Ma Israele non abbandona mai un suo soldato, è una promessa che in un Paese democratico con meno di sette milioni di abitanti il governo deve fare senza compromessi e senza obiezioni ai genitori che altrimenti prima o poi si stenderebbero sulle strade per non far partire i loro ragazzi di diciotto anni, maschi e femmine, tutti quanti, per le destinazioni più pericolose, in quella incredibile avventura che è essere un ragazzo israeliano, curato e cresciuto come un prezioso virgulto occidentale, e poi trascinato nel vento del confine con nemici terribili, Hamas, gli Hezbollah, i siriani... Gilad proprio sul confine di Gaza è stato rapito a 20 anni, figlio di Noam e Aviva, che hanno espresso la loro ostinata, decisa, educatissima determinazione a riavere il loro bambino a casa piantando una tenda sotto l’ufficio del primo ministro, vivendovi giorno per giorno, marciando per tutte le strade d’Israele, andando in visita all’estero da ogni capo di stato amichevole, mettendo in piedi un infaticabile movimento.
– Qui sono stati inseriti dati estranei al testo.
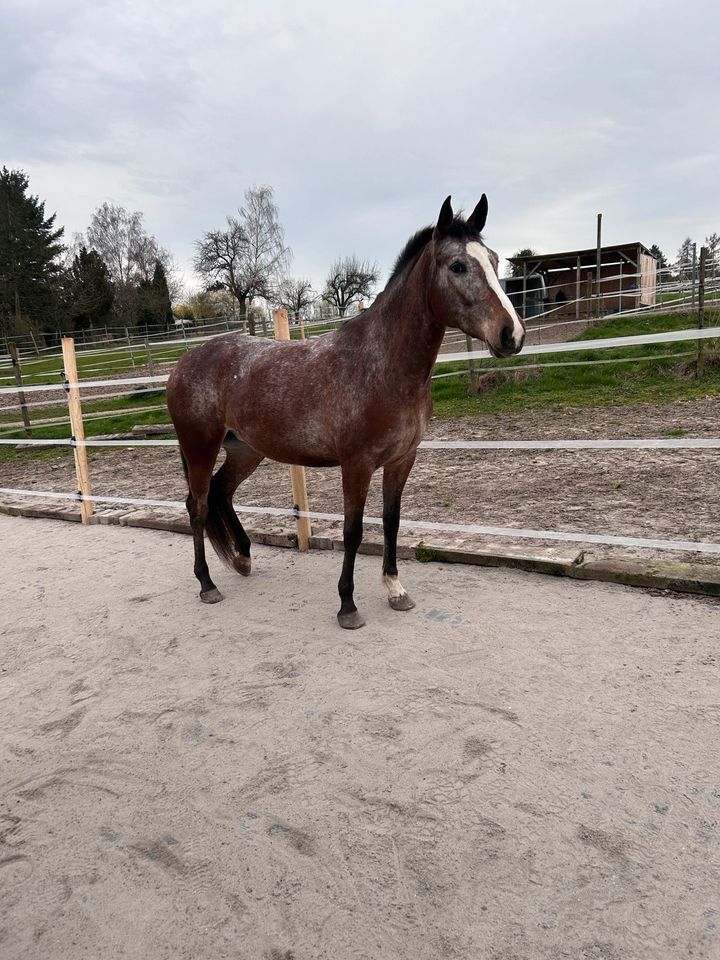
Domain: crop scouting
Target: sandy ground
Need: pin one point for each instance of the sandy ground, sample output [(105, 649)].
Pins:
[(520, 768), (671, 495)]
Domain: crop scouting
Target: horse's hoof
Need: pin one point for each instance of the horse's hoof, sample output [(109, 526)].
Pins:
[(350, 621), (403, 602), (211, 596)]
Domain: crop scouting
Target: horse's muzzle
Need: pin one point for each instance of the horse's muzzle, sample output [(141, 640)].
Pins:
[(508, 344)]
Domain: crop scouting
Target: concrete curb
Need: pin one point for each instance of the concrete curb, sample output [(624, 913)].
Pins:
[(695, 578)]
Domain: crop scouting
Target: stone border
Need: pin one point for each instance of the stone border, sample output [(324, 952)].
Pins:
[(694, 578)]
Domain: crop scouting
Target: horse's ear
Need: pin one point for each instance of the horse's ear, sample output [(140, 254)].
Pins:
[(477, 218), (445, 218)]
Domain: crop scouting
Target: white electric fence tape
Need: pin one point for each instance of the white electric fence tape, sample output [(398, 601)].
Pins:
[(689, 443), (467, 529), (669, 336)]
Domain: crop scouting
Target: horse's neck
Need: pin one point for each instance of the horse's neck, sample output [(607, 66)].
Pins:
[(402, 327)]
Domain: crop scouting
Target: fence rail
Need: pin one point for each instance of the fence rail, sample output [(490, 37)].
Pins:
[(86, 500)]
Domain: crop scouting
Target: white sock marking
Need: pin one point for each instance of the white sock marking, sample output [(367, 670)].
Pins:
[(394, 587)]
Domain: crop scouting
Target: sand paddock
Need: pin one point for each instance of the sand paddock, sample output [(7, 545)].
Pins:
[(521, 767)]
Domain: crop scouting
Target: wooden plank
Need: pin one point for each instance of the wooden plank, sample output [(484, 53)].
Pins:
[(17, 373), (76, 425)]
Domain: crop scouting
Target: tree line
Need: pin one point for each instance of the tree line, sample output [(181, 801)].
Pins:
[(117, 274)]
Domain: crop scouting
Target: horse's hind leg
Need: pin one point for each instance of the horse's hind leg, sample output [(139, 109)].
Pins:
[(231, 542), (198, 468), (394, 477)]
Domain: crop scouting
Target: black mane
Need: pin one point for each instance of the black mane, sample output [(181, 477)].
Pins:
[(459, 229)]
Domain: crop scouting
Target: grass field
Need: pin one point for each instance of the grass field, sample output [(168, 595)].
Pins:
[(669, 375)]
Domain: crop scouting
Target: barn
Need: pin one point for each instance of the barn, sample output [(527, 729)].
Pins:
[(566, 283)]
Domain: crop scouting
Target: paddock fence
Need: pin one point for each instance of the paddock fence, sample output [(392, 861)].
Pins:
[(73, 388)]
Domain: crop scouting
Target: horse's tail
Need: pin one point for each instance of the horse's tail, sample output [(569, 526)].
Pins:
[(222, 522)]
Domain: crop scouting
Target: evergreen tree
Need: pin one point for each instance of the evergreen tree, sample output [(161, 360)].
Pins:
[(153, 300), (89, 292), (162, 295), (29, 250), (663, 274)]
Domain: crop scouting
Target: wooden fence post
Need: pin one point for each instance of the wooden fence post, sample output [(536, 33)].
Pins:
[(471, 364), (15, 357), (151, 365), (701, 310), (297, 473), (76, 425)]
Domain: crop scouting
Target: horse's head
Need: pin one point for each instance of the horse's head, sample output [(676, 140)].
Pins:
[(465, 291)]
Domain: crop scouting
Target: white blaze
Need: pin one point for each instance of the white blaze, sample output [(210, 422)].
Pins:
[(479, 253)]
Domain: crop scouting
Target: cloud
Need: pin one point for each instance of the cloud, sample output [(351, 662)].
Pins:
[(364, 118)]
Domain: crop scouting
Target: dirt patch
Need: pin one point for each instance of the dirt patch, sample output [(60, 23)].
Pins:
[(521, 767), (670, 495)]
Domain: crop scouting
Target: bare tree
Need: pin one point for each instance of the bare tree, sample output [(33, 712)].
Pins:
[(349, 281), (295, 295), (250, 255), (130, 254)]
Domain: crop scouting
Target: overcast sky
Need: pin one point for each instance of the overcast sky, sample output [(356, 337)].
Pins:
[(364, 117)]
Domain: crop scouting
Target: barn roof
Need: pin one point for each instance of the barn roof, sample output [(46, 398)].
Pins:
[(618, 253)]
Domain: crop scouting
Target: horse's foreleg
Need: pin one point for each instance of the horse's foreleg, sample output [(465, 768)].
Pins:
[(356, 480), (230, 538), (394, 478)]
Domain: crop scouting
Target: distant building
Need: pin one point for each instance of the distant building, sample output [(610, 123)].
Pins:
[(566, 283)]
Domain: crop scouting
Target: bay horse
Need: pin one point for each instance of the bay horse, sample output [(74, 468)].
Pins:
[(357, 398)]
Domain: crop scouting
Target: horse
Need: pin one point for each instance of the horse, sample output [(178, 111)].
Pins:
[(357, 398)]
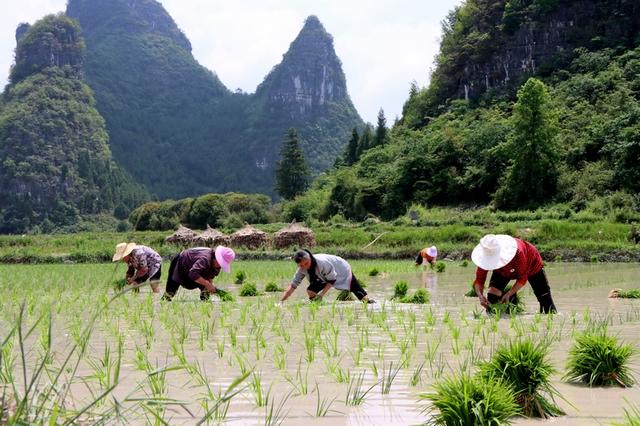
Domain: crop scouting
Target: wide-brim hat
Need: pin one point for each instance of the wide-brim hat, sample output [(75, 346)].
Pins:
[(494, 251), (123, 250), (224, 257)]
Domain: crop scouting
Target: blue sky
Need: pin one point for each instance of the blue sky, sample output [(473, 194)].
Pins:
[(384, 45)]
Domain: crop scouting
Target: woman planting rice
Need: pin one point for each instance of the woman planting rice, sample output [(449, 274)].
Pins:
[(510, 258), (195, 268), (143, 262), (429, 255), (323, 272)]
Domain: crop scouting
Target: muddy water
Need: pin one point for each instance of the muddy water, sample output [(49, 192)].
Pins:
[(427, 342)]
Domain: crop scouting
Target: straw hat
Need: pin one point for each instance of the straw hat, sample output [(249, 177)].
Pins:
[(123, 250), (224, 257), (494, 251)]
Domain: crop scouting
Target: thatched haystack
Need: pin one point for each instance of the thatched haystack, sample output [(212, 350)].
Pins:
[(249, 237), (182, 236), (294, 235), (211, 237)]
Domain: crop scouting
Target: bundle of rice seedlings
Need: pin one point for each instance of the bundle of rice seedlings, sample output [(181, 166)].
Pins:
[(466, 400), (240, 277), (224, 295), (420, 297), (625, 294), (400, 290), (345, 296), (514, 306), (471, 292), (272, 287), (524, 366), (248, 289), (597, 359)]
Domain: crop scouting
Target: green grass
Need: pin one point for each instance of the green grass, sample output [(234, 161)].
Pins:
[(524, 365), (467, 400), (598, 359)]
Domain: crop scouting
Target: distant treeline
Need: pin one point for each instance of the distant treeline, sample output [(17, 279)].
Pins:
[(229, 210)]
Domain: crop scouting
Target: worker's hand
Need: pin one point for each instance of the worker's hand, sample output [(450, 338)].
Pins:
[(483, 301)]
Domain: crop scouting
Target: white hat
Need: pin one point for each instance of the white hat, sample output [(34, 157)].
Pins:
[(123, 250), (494, 251)]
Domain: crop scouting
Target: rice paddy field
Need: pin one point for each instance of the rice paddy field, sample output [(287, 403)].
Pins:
[(76, 351)]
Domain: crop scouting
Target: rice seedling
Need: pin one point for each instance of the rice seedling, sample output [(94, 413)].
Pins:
[(356, 392), (240, 277), (272, 287), (524, 366), (248, 289), (323, 405), (388, 376), (466, 400), (598, 359), (624, 294), (400, 290), (345, 296)]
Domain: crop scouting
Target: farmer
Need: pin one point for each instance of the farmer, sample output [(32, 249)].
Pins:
[(323, 272), (144, 264), (510, 258), (429, 255), (195, 268)]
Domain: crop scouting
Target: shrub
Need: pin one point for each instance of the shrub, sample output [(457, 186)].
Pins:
[(466, 400), (248, 289), (240, 277), (272, 287), (597, 359), (400, 290), (524, 366)]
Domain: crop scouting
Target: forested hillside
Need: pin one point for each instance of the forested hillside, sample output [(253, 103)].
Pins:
[(179, 130), (56, 162), (570, 136)]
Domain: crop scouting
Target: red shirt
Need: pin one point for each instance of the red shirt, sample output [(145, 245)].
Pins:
[(527, 262)]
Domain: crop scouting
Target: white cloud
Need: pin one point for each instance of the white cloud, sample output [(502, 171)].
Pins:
[(383, 44)]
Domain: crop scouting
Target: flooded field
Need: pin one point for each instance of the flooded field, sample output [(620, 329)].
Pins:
[(328, 363)]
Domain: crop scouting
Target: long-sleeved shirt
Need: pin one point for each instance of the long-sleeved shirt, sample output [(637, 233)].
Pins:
[(195, 263), (526, 262), (143, 261), (329, 268)]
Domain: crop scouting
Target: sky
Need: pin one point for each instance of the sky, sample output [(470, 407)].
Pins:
[(384, 45)]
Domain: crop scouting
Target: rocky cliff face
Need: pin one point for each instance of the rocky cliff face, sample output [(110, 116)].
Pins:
[(543, 42), (310, 75)]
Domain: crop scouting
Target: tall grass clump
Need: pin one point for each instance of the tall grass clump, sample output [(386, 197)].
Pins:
[(524, 366), (467, 400), (597, 359), (625, 294)]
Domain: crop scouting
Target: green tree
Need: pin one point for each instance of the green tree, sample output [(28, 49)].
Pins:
[(292, 172), (532, 177), (380, 137), (351, 152)]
Gilad è divenuto il figlio di tutti, gli sono state dedicate canzoni. Quando, se Hamas non tradisce, tornerà a casa, la gioia sarà quella di ricevere indietro un figlio perduto.
Israele ha già fatto parecchi scambi pazzeschi, per tre soldati nel 1985 consegnò 1150 prigionieri, per tre corpi di soldati uccisi e uno strano commerciante druso e israeliano, 450 nel 2004, e poi per i corpi di Eldad Regev e Ehud Goldwasser, rapiti in Libano, consegnò agli Hezbollah alcuni fra i più orridi terroristi che si possano immaginare, fra cui Samir Kuntar, che uccise una bambina a colpi di calcio di fucile. Netnayahu ha dichiarato personalmente a Noam e Aviva che l’accordo è quasi concluso. Di certo hanno pianto tutti e tre insieme.